We’ve been doing a lot of heavy theological lifting so far this Lent, as we’ve been spending the season with Julian of Norwich. While her writings are spiritually rich, encouraging, and suffused in love, she also so often challenges us to shift our perspective and to think through difficult aspects of theology. And so today I’d like to take the foot off the pedal, and just bask in the light of two particularly beautiful passages on — you guessed it — God’s love. I’ll make a few comments after, but I’ll keep it short today. She writes:
I saw that God never began to love mankind; for just as mankind will be in endless bliss, fulfilling God’s joy with regard to his works, just so has that same mankind been known and loved in God’s prescience from without beginning in his righteous intent. And by the endless intent and assent and the full accord of all the Trinity, the mediator wanted to be the foundation and the head of this fair nature, out of whom we have all come, in whom we are all enclosed, into whom we shall all go, finding in him our full heaven in everlasting joy by the prescient purpose of all the blessed Trinity from without beginning.
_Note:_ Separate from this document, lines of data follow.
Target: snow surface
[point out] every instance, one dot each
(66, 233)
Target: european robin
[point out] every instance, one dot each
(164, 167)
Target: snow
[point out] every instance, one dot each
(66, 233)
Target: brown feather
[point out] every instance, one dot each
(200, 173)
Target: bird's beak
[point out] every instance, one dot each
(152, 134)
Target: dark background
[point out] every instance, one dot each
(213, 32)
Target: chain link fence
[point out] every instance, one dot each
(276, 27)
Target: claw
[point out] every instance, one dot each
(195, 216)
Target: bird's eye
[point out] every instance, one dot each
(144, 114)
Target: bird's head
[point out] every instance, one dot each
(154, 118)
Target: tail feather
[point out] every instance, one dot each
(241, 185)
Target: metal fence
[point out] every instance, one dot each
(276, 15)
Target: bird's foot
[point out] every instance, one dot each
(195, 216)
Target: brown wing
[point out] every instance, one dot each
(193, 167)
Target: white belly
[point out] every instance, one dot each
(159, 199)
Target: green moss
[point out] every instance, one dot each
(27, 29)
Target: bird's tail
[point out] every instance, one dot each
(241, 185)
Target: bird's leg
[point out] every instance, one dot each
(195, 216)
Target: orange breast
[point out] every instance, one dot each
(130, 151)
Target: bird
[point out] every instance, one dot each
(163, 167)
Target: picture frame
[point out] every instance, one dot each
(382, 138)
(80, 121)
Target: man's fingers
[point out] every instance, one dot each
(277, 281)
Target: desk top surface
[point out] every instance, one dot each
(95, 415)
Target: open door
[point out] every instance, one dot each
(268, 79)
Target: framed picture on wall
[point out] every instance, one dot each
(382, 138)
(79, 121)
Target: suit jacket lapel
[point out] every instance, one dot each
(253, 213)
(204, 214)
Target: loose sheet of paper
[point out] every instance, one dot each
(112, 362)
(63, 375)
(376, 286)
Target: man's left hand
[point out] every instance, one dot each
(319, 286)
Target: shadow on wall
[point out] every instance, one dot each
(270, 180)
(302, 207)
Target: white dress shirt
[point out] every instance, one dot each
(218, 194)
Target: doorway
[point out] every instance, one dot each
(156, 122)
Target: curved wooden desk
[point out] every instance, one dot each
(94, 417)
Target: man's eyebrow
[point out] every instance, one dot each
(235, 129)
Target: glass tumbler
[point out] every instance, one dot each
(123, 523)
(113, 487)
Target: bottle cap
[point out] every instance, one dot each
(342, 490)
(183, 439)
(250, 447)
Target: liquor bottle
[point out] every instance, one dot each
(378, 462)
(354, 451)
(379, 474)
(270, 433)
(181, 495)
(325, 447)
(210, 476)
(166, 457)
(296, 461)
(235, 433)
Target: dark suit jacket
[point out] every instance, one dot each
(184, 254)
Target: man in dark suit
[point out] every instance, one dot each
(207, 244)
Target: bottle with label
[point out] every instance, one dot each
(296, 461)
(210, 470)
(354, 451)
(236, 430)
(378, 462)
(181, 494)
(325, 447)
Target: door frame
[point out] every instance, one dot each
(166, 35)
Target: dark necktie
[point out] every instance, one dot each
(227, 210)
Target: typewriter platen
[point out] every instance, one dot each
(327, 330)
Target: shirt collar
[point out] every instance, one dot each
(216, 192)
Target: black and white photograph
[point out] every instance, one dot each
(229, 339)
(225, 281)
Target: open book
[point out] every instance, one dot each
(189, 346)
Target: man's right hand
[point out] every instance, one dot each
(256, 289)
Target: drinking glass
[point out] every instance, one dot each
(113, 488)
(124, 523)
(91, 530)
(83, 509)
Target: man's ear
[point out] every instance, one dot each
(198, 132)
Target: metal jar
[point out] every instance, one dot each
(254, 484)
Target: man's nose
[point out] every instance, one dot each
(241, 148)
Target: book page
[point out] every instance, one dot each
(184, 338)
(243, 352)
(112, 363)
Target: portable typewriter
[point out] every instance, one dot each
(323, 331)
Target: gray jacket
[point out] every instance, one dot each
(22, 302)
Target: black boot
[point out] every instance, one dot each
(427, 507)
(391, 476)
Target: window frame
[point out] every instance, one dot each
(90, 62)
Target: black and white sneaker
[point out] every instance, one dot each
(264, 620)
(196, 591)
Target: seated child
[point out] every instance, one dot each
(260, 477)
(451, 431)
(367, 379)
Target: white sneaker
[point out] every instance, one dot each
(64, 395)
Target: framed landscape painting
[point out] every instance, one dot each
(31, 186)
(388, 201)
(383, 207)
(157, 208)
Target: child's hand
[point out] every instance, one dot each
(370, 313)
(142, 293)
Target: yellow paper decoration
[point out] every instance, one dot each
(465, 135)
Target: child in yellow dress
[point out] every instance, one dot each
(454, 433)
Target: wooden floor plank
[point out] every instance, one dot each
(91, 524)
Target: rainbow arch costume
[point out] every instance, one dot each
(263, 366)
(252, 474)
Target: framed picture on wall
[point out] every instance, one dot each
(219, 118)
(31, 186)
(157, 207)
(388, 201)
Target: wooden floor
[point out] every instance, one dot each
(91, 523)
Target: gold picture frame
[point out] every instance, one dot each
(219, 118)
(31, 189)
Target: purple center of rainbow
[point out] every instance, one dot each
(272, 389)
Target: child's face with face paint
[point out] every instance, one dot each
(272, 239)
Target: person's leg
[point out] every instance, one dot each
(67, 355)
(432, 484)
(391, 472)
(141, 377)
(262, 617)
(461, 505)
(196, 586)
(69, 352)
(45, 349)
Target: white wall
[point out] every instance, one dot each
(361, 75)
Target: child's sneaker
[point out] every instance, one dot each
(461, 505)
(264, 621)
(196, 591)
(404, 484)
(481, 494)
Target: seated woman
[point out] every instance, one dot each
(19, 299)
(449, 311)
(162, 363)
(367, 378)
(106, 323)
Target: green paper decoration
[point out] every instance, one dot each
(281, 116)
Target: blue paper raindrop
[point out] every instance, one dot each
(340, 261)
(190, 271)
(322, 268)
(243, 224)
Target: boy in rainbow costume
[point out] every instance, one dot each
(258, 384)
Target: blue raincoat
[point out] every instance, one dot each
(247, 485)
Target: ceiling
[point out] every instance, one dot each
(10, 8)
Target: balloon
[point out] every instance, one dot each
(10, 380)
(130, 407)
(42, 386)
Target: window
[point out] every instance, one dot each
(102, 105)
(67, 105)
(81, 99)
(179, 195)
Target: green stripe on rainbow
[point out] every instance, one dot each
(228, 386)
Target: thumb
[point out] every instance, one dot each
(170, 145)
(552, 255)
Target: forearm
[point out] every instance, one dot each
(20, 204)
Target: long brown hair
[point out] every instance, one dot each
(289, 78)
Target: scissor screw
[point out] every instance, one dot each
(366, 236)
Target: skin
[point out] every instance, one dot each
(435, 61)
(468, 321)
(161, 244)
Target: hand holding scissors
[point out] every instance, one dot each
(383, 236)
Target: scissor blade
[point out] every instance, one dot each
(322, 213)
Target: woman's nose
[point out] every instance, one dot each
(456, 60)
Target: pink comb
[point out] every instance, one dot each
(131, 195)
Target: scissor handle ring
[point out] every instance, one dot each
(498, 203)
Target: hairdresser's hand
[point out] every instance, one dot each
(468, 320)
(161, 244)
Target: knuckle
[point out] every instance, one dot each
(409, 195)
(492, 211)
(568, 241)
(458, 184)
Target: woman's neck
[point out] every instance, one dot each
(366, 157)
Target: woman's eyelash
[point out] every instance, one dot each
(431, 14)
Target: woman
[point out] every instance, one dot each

For before he made us he loved us, and when we were made we loved him; and this is made only of the natural substantial goodness of the Holy Spirit, mighty by reason of the might of the Father, wise in mind of the wisdom of the Son. And so is man’s soul made by God, and in the same moment joined to God. (Ch 53)*
And in the next chapter:
For the almighty truth of the Trinity is our Father, for he made us and keeps us in him. And the deep wisdom of the Trinity is our Mother, in whom we are enclosed. And the high goodness of the Trinity is our Lord, and in him we are enclosed and he in us. We are enclosed in the Father, and we are enclosed in the Son, and we are enclosed in the Holy Spirit. And the Father is enclosed in us, the Son is enclosed in us, and the Holy Spirit is enclosed in us, almighty, all wisdom and all goodness, one God, one Lord. (Ch 54)
We are then, enclosed in the love of the Trinity. What I love about how she talks about the Trinity here is how much of a loving jumble it is. It is nothing other than a reflection, not born out of book study but out of her own experiences of God, of the divine perichoresis, that ancient metaphor comparing the movements of the persons of the Trinity to the interpenetrating movements of dancers in chorus lines. This incredible, beautiful, motion invites us to be a part of it. It embraces us, enfolds us and encloses us, even as we embrace, enfold, and enclose it within our own hearts and lives.
As I said, I don’t want to spend too much time commenting on these passages, so I’ll leave this post here and encourage you to reread them and take them to heart.
* Unless noted, all quotes are taken from the long text of Julian or Norwich’s Revelations of Divine Love as translated and set in Julian of Norwich, Showings, translated by Edmund Colledge and James Walsh. The Classics of Western Spirituality. Mahwah, NJ: Paulist Press, 1978.